Please consider offering answers and suggestions to help other students!
And if you fix a problem by following a suggestion here,
it would be great if other interested students could see a short
"Great, fixed it!" followup message.
Remember that the testing code provided is just a simple tournament boiling it down to a single empirically-measured number.
In this case, what it seems really happened is that the SatisfactoryAgent lucked out and got an anomalously high proportion of games as spy while yours was anomalously low. This is the nature of statistical empirical measures, and we know enough samples should converge on the mean. The probability of your agent losing in a tournament should be very low if it is a good agent.
The tournament code is simpler than the tests we plan to do for assessment. Recall that part of the assignment is you are meant to assess the effectiveness of your agent yourself and report on that.
We will do our best to accurately assess your agent's performance compared to the benchmarks, and if your agent is able to consistently outperform the benchmarks to any statistically significant degree, this should be reflected in the result.
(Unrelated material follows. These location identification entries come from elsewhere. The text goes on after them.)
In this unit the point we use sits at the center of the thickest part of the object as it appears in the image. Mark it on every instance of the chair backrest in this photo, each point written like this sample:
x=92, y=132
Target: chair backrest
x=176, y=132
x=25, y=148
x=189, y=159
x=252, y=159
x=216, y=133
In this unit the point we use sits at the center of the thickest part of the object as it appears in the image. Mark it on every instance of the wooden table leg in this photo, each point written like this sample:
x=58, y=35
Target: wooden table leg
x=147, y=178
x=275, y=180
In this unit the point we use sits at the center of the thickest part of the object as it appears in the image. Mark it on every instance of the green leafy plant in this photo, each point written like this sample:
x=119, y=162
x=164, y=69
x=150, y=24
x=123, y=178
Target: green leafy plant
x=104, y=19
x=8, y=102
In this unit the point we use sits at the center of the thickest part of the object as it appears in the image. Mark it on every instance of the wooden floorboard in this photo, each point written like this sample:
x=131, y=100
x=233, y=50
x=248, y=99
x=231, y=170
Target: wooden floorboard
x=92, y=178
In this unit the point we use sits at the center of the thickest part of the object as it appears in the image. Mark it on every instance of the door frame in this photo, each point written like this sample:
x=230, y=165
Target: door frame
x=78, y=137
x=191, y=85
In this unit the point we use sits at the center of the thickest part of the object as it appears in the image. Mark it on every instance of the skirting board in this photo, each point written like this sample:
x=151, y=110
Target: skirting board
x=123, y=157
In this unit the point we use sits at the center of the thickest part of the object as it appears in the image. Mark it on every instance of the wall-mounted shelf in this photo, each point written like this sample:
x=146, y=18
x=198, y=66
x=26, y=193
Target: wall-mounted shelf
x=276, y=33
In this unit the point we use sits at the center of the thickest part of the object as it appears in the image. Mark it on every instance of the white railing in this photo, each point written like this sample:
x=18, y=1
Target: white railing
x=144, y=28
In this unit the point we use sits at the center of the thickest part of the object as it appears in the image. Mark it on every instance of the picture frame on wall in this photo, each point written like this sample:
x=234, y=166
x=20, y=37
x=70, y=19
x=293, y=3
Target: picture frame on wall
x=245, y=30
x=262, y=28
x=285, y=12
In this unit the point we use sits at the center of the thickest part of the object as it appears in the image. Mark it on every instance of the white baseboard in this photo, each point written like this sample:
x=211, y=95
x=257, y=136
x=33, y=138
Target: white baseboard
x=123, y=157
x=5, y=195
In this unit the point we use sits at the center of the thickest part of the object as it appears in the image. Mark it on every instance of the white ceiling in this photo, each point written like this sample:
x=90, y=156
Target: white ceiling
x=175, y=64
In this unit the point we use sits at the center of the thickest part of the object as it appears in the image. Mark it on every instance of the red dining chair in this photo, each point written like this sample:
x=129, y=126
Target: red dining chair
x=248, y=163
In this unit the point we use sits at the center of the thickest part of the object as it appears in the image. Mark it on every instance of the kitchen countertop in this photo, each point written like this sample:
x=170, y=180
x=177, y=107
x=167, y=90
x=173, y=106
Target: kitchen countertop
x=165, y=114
As with any statistical system, there is a chance of a false positive or false negative. I expect false negatives in the marking system to be extremely unlikely unless you have made an agent so close in capability to the benchmark that it may not actually be meaningful to say it outperforms it, and hence would not be a false negative, but a true negative.
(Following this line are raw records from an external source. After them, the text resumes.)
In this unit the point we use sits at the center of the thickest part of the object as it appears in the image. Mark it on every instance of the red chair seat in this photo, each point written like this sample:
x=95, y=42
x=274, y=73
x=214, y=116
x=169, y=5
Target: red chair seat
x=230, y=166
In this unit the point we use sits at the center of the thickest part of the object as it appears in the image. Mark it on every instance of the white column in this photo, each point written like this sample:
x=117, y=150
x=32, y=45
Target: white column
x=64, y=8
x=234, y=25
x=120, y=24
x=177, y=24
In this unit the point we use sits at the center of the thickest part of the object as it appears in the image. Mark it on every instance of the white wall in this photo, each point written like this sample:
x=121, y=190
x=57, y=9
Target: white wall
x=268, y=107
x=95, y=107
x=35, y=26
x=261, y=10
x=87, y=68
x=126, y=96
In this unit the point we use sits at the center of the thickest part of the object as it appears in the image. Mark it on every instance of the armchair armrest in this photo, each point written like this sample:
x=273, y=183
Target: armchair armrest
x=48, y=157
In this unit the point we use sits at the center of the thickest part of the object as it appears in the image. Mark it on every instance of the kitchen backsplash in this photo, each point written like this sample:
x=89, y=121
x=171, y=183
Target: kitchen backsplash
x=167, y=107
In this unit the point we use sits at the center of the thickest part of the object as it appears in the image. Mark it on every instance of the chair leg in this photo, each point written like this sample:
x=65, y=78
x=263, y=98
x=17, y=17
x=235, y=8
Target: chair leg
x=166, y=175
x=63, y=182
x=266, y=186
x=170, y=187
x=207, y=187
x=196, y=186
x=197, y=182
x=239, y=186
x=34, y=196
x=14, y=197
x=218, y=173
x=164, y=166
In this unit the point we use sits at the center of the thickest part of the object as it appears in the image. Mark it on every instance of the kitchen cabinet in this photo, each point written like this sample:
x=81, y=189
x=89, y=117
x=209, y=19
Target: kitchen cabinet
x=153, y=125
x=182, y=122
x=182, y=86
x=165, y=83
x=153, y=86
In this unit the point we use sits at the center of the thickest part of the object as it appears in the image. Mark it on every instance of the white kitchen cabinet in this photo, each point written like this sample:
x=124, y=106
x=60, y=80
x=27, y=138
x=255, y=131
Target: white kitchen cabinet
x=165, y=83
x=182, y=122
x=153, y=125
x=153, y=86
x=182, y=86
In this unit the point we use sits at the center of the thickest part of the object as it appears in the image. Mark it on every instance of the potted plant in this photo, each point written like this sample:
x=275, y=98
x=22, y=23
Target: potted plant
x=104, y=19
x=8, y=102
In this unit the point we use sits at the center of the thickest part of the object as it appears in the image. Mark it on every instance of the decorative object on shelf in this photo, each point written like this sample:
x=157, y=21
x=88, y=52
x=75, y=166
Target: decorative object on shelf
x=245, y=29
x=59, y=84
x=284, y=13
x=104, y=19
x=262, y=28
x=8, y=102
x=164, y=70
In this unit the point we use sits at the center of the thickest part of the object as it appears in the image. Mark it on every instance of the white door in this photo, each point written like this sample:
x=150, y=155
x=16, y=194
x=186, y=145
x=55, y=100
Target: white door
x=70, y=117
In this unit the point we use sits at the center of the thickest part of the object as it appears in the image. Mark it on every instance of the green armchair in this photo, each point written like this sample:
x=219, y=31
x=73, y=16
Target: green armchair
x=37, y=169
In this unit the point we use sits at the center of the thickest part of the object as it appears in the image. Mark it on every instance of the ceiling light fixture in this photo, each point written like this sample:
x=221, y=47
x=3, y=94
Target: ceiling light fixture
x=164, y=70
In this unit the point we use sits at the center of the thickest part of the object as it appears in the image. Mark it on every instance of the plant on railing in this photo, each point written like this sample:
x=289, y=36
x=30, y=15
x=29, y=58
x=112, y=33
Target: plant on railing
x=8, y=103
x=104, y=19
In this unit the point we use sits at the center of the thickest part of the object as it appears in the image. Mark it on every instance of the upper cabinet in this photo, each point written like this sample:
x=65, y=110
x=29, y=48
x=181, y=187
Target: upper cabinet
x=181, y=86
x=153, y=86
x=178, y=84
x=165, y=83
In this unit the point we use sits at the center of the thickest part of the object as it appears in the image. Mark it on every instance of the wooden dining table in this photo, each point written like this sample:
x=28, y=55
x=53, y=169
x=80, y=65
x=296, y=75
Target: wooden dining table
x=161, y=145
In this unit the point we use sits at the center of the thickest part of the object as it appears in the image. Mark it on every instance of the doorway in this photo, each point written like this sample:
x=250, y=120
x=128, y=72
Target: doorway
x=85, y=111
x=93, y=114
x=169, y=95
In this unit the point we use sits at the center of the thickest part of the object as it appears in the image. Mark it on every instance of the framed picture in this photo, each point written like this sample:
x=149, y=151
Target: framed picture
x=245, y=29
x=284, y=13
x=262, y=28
For example: Even with this random variation, I assume you have never seen the RandomAgent outperform your agent? It is technically possible, but statistically unlikely enough that we should be able to assume we will never see it. You should be aiming to make the best agent you can, and it is definitely possible to be enough better than the SatisfactoryAgent that we would expect to see the same effect. The SatisfactoryAgent is a deliberately still quite low bar so that clearing it by a clear statistically significant margin is easy.
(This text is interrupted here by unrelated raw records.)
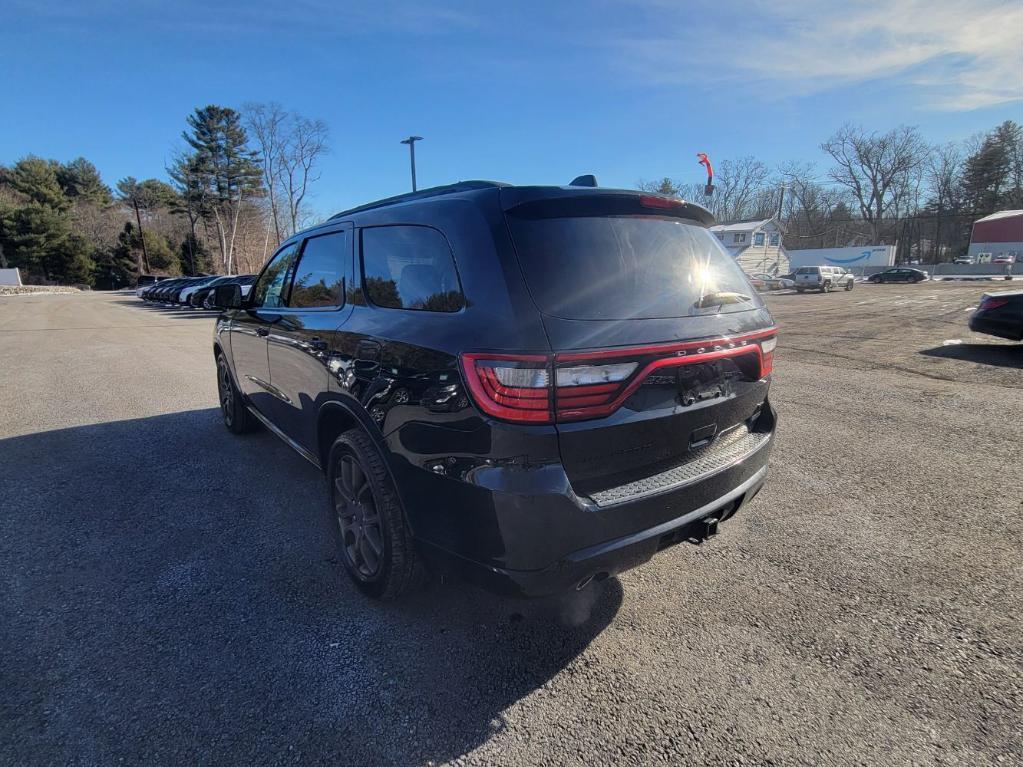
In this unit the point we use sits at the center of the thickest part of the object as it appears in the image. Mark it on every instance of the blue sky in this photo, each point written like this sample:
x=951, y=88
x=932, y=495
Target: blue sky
x=527, y=92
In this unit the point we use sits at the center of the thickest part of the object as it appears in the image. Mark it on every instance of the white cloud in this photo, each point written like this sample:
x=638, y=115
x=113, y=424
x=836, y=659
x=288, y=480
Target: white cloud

So all that is to say: I expect that if you are losing any appreciable fraction of tournaments due to bad luck, then your agent probably can't be considered to consistently outperform the benchmark. It should be extremely unlikely for a good agent to do so. This is demonstrated by the fact that we have agents that were made as part of preparing this project that we have never seen lose a tournament against any of the benchmarks.
Hope that helps.
Cheers,
Gozz